RUN pip install --user --no-warn-script-location -r requirements.txt

# Production image
FROM base AS production

# Copy user configuration
RUN groupadd -r appuser && \
    useradd -r -g appuser -d /app -s /bin/bash appuser

# Install runtime dependencies
RUN apt-get update && \
    apt-get install -y --no-install-recommends \
        curl \
        ca-certificates && \
    rm -rf /var/lib/apt/lists/* && \
    apt-get clean

WORKDIR /app

# Copy Python dependencies
COPY --from=dependencies --chown=appuser:appuser /root/.local /home/appuser/.local

# Copy application code
COPY --chown=appuser:appuser . .

# Ensure script is executable
RUN chmod +x docker-entrypoint.sh

# Switch to application user
USER appuser

# Set PATH to include user-installed packages
ENV PATH=/home/appuser/.local/bin:$PATH

# Set application environment variables
ENV APP_VERSION=${VERSION} \
    APP_ENV=production \
    PORT=5000

# Expose port
EXPOSE 5000

# Health check
HEALTHCHECK --interval=30s --timeout=10s --start-period=5s --retries=3 \
    CMD curl -f http://localhost:5000/health || exit 1

# Startup configuration
ENTRYPOINT ["./docker-entrypoint.sh"]
CMD ["gunicorn", "--bind", "0.0.0.0:5000", "--workers", "4", "--timeout", "120", "app:app"]

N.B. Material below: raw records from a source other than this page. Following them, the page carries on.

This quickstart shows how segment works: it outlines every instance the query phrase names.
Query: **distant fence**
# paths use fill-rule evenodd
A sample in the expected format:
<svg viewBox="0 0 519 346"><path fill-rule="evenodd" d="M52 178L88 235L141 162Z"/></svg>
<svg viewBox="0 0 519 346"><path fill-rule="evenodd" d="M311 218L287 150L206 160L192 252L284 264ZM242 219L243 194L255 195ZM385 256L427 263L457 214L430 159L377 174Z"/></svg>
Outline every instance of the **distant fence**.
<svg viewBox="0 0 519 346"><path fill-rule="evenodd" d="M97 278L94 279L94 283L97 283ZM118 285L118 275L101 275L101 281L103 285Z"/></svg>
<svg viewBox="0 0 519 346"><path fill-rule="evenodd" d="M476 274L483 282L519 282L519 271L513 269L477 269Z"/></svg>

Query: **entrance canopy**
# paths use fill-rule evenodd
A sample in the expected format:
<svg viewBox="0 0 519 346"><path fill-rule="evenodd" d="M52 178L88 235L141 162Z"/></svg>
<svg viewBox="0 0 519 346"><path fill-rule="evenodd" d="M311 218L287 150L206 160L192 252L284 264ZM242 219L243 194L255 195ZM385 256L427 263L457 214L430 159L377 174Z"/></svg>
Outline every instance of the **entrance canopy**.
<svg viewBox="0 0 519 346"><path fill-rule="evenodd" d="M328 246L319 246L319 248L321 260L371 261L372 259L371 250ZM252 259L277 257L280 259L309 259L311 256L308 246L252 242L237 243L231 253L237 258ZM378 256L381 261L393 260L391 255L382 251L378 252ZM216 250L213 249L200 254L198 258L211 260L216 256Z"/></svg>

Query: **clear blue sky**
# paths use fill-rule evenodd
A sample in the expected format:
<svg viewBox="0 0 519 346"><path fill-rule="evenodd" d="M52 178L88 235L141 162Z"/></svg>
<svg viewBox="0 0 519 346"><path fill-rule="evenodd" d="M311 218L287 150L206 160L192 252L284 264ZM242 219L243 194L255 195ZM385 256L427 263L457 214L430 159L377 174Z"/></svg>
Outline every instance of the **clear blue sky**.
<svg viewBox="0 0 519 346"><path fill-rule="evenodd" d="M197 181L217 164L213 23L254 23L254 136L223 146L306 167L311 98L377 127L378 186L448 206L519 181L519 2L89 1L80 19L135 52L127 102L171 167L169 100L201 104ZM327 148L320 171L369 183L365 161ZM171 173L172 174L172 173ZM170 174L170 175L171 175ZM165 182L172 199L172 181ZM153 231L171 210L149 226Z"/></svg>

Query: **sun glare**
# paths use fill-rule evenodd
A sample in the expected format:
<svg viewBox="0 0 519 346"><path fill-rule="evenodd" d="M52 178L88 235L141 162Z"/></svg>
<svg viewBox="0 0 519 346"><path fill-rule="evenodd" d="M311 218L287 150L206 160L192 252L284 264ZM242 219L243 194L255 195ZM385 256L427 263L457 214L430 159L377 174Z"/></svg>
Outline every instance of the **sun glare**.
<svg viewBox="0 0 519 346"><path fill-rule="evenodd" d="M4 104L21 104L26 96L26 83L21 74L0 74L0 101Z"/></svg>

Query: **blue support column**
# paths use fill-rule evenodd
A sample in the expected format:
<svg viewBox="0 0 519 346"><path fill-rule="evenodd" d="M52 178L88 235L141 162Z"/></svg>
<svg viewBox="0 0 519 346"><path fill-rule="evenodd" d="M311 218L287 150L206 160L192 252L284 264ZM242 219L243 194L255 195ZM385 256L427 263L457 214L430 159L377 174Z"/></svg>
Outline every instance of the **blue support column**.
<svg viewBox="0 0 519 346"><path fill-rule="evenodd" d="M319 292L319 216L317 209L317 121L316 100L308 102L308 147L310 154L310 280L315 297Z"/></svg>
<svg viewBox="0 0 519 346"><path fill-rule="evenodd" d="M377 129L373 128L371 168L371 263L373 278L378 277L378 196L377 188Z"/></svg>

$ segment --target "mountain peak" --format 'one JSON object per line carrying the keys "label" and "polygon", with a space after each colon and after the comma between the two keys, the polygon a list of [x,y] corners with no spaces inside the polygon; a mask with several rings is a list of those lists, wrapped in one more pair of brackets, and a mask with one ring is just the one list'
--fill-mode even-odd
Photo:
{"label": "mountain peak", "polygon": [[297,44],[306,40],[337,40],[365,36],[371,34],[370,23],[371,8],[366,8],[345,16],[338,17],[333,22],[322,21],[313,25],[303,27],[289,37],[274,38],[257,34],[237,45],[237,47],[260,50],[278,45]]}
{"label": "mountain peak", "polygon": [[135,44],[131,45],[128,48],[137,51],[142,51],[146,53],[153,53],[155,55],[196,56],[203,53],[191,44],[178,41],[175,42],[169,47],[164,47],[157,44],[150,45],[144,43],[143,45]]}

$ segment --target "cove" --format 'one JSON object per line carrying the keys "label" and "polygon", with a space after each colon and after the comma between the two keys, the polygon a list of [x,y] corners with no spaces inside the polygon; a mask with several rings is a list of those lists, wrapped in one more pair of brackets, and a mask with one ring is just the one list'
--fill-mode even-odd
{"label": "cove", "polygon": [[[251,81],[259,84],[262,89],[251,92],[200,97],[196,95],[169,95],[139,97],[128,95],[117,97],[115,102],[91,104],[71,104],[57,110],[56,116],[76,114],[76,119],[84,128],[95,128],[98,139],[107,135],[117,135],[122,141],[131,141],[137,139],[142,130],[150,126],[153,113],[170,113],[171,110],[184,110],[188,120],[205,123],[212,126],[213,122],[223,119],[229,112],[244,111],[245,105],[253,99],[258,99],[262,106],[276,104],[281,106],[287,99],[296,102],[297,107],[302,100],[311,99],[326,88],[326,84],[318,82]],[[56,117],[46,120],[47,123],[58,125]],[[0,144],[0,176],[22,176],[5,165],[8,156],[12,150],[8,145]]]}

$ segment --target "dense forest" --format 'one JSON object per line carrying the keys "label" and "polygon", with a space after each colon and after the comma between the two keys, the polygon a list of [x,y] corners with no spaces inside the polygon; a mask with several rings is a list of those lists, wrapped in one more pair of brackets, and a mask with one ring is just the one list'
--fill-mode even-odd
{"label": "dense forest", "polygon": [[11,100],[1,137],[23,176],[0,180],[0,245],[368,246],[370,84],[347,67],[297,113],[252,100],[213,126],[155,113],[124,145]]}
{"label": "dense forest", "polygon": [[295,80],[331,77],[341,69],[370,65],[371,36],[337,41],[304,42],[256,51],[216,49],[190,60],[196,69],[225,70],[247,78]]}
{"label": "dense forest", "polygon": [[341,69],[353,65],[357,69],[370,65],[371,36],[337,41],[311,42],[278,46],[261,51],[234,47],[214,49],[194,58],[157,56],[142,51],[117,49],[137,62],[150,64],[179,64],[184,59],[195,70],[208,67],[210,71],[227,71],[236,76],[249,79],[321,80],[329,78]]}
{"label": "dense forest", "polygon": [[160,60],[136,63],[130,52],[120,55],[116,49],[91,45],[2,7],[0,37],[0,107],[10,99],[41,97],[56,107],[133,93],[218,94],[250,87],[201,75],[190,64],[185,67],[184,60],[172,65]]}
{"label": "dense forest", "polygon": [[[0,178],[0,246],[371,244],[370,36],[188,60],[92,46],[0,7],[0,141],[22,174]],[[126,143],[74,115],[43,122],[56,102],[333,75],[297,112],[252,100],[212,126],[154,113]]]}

Create .dockerignore file:

.git
.gitignore
README.md
Dockerfile
.dockerignore
__pycache__
*.pyc
*.pyo
*.pyd
.Python
.pytest_cache
.coverage
.venv
venv/
.env
.env.local
.env.development.local
.env.test.local
.env.production.local

Build and test:

# Build image
docker build \
  --build-arg BUILD_DATE=$(date -u +'%Y-%m-%dT%H:%M:%SZ') \
  --build-arg VCS_REF=$(git rev-parse --short HEAD) \
  --build-arg VERSION=1.0.0 \
  -t flask-app:1.0.0 \
  -t flask-app:latest .

# View image information
docker images flask-app
docker inspect flask-app:latest | jq '.[0].Config.Labels'

# Run container
docker run -d --name flask-app \
  -p 5000:5000 \
  -e APP_ENV=production \
  flask-app:latest

# Test application
curl http://localhost:5000/
curl http://localhost:5000/health
curl http://localhost:5000/info

# View logs
docker logs -f flask-app

# Cleanup
docker stop flask-app
docker rm flask-app
Dockerfile Best Practices
  1. Single Responsibility: Each container should run only one service
  2. Minimize Layers: Combine related RUN instructions to reduce layers
  3. Utilize Caching: Place less frequently changing instructions earlier
  4. Security Configuration: Use non-root users to run applications
  5. Health Checks: Add health checks to ensure service availability
  6. Tag Management: Add appropriate tags and metadata to images
Important Notes
  • Avoid including sensitive information (passwords, keys, etc.) in images
  • Use multi-stage builds to reduce final image size
  • Regularly update base images for security patches
  • Use .dockerignore to exclude unnecessary files
  • Pin base image versions in production environments

Summary

Through this chapter, you should have mastered:

  • Dockerfile Syntax: Proficiency in using various Dockerfile instructions
  • Build Techniques: Mastering multi-stage builds and image optimization methods
  • Best Practices: Understanding security, performance, and maintainability best practices
  • Practical Skills: Ability to write high-quality Dockerfiles for different types of applications

In the next chapter, we’ll learn about Docker volumes and network configuration, addressing container data persistence and network communication issues.